Part of their vision was to create space for sculptors to give us some new things to look at in and around downtown and, by doing so, give us new eyes with which to see ourselves and our city. They ran a successful Kickstarter campaign to raise enough money to offer artist grants and to build the necessary platforms and now there are twelve sculptures scattered across the downtown area, which means they are all in walking distance of our house.
Twice now — once with Ginger and once with my friend, Leon — I have walked around town to take in the sculptures. I won’t feign to be an art critic or even say I know that much about sculpture, and I was moved by what I saw on the streets where I live. On both sojourns I learned some things, saw things in new ways. I offer things I learned from the Bull City Sculpture Show — in no particular order.

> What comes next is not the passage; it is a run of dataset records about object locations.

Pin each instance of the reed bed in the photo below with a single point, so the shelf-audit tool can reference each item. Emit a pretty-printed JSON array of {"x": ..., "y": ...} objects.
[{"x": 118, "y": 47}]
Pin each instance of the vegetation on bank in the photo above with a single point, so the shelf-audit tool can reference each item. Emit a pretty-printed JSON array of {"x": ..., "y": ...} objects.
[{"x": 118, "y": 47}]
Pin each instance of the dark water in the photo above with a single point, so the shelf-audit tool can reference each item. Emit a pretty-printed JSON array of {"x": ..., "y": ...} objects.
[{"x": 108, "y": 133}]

Looking at things you don’t completely understand is expansive. Seeing the sculptures did more than make my mind work; I felt a physical change as well, as though my lungs expanded. I could breathe deeper. I know it sounds dramatic, and it’s what happened. The pieces of metal and wood that swirled and reached and clung to each other stretched me and invited me to rest and ruminate rather than rush on by. The specific offerings of the artists made my world larger.
Context matters. As we walked around town, I could see the folks who put the show together had worked hard to think
about where each piece should be placed. In some cases, the theme of the piece was tied to its location. In others, the shape of the space seemed to have been taken into account. Even so, some of the pieces were enhanced by their placements and some were diminished. Where we are makes a difference. My favorite piece in the show is my favorite in part because of where it was. “Pursuit of Happiness” is a wooden sculpture of a man carrying a box that is shaped like a bird house. He is made out of white wood and is wearing a hat. He is in a stand of trees next to the Carolina Theater, so he looks as though he is coming out of the forest, as though he is in motion, even though he is standing still. The “forest” made me wonder if he were homeless in his pursuit, or if he could be a fairy tale character. Had he not been in the trees I would not have seen him in the same way.

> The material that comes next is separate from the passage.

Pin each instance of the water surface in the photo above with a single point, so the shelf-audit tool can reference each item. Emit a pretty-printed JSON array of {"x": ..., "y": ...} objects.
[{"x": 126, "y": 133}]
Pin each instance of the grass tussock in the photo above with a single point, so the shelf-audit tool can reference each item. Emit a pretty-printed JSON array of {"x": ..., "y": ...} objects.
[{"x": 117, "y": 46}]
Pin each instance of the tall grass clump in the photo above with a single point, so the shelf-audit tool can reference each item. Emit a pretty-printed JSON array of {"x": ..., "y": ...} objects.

Things look different when seen from different perspectives. All of the sculptures in the show were placed so that we could walk around them and see them from all sides. Most of them changed as my perspective changed. “Winding Out”
looked like a turbine or a helix or a carnival slide depending on where I was standing. Saturday at the Farmer’s Market, I looked over to see a parent who had spread a blanket under the sculpture for her baby to get out of the sun and the spiral became a shade tree. There’s more than one way to look at most everything.

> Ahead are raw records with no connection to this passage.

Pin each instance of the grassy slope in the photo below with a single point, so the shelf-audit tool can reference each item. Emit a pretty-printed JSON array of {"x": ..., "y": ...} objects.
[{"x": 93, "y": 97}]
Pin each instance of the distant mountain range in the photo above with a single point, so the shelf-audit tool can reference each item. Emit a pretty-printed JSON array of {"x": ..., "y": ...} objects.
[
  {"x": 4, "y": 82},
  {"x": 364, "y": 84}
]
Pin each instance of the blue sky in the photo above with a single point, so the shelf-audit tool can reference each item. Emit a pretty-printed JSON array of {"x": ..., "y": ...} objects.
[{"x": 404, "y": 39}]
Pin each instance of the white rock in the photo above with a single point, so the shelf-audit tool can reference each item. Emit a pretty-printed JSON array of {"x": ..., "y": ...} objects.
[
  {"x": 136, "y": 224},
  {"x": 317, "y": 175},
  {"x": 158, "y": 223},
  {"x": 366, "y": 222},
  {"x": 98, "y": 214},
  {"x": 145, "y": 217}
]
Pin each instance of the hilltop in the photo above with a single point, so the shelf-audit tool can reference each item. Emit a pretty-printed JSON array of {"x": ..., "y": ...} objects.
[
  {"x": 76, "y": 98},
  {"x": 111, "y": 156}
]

To be attentive is to see everything with new eyes. Most of the time we see what we are looking for. If we go looking for the same old things, we often find them. If we go looking for adventure, we find that, too. “Amuk” is a concrete bench made to be used. When Leon and I sat down, I looked across at the empty Farmer’s Market pavilion and saw the lines and angles as if it were a sculpture. As we walked through town, everything around me turned into art. I had never looked at the buildings that way. I’m not sure those intent on building edifices had art in mind in the same way as the sculptors intent on building community, but the art bled through nonetheless. The more we looked and talked and walked, all of us — Ginger, Leon, Durham, me — became part of the art show, part of the connectedness.
In some sense, I suppose, the lessons I learned are an exercise in stating the obvious. Then again, a day never goes by without Ginger and I telling each other, “I love you,” which is stating the obvious as well. When it comes to closing the distances between us, stating the obvious becomes a crucial act. We need to say again and again that we are all in this together. We need to remind one another to expect to find wonder and adventure as we go through our daily routines. We need to say out loud and over and over that there is work to be done to make sure everyone knows they belong.
And that’s what I learned at the sculpture show.